Confidentiality and anonymity will be maintained through the entire research process. Personal information will be taken out of all transcripts and datasets, and participants will be given individual codes. All the data will be protected and saved on password-secured computers as well as encrypted storage devices which only the research team can access. After the transcription and verification, the audio recordings will be erased.

The research will be carried out in compliance with internationally recognized ethical standards for research with human participants.

3.0 Expected results/ Anticipated outcomes

In as much as this paper is a protocol for a study, the anticipated results outlined below are general and non-conclusive. The purpose of outlining them is to give a general idea of the nature of the findings that this study is intended to produce.

The anticipated findings of this study include that health professions students and faculty have generally positive perceptions of CBE programmes as learning environments. Participants may report that these programmes promote learning environments that offer exposure to teamwork, community engagement, and problem-solving. However, these learning environments may be characterized as interdisciplinary exposures with little focus on IPE competencies.

The study is anticipated to reveal a number of the perceived challenges to the integration of IPE into the existing CBE programs. These may include the lack of clear IPE objectives, the lack of coordination between academic programs, the lack of coordination in the academic calendars, and the lack of institutional guidance on IPE and teaching approaches. Faculty members may also reveal challenges related to facilitation approaches, workload, and the lack of processes to assess IPE.

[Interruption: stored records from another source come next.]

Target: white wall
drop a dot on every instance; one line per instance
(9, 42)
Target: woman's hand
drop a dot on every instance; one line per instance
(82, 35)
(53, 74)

Furthermore, the study is anticipated to reveal the perceived opportunities to improve IPE and teaching in the CBE programs at UDS. These may include the addition of IPE and teaching approaches, the addition of learning objectives, the addition of reflective learning approaches, and the addition of other approaches

4.0 Potential implications

Although this study will not produce empirical findings in its protocol stage, the anticipated insights from the perspectives of students and faculty members may contribute to curriculum development in health professions education. The understanding of how CBE programmes are viewed in relation to IPE may contribute to the alignment of learning, teaching, and assessment strategies with essential competencies such as communication, teamwork, and role clarification, in order to structurally integrate IPE activities into existing CBE programmes.

The anticipated study findings may also contribute to faculty development and policy alignment in health professions education. The understanding of perceived facilitators and barriers to IPE may lead to an understanding of where faculty development is needed to effectively facilitate IPE. The study may also contribute to evidence-based decisions in health professions education, such as faculty development and policy alignment, in relation to cross-departmental collaboration, scheduling, and supervision. Furthermore, it may contribute to broader policy discussions in relation to strengthening IPE in low-resource settings through the utilization of existing CBE programmes.

5.0 Protocol summary

The following is a study protocol for a qualitative exploration of health professions students’ and faculty members’ perspectives on CBE programs as a platform for IPE. In addition to this, it provides an outline of the conceptual framework of the study, methodology, and analysis to ensure transparency, rigor, and reproducibility of the research findings. This study seeks to provide foundational evidence for future research in this area.